The CCPA has long argued that Flaherty puts too much emphasis on balancing the budget and debt reduction, and that his policies will only mean continued slow growth for Canada.

“Canadians are being shoved down a hurried path to surplus, by cutting services even as revenues rise as a share of the economy,” Macdonald writes in his blog.

The think-tank says its approach will also bring about a balanced budget one year later than the federal plan.

Flaherty has historically rejected the CCPA’s budget proposals and that’s unlikely to change this year.

But, on Sunday, he took aim at some of his sharpest critics, telling CTV in an interview the budget is “all about the economy and jobs.”

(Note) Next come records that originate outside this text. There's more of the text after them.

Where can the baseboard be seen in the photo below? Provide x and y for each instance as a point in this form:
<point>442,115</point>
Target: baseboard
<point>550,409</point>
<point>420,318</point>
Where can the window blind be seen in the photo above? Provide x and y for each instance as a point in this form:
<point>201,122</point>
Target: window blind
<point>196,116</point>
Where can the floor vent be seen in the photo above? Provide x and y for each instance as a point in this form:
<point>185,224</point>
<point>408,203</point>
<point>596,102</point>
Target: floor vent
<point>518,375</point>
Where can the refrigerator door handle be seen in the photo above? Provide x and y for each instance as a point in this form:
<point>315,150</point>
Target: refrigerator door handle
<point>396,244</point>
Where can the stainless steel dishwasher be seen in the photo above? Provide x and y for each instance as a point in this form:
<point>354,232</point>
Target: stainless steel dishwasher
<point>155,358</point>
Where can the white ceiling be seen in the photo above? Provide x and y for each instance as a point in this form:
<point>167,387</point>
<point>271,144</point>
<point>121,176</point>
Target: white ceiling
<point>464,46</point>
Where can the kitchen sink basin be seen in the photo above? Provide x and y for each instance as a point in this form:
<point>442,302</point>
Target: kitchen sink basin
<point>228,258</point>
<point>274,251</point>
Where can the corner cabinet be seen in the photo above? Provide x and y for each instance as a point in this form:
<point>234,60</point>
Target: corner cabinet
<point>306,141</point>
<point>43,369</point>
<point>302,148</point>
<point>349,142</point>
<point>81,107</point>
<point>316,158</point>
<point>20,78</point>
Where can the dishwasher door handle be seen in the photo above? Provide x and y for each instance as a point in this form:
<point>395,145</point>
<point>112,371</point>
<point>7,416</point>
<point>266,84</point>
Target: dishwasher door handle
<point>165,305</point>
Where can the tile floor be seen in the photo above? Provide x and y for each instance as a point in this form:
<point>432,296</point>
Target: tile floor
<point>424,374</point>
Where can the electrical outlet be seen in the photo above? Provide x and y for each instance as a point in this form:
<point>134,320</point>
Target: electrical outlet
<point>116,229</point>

“We will be investing, and we will be ensuring that we move forward on the economic front, not just balance the budget,” he said.

Flaherty has been deliberately short on details, but has said the budget will include funding for major infrastructure projects, including bridges, sewers and transit.

He’s also promised help for young people looking to get into a difficult labour market.

The most-recent job numbers supplied by Statistics Canada saw a dip in the unemployment to 7 per cent in January. But for young people finding work remains tricky. The unemployment rate for Canadians between 15 and 24 years is 13.9 per cent.

Flaherty has said the government remains on track to balance the books by 2015.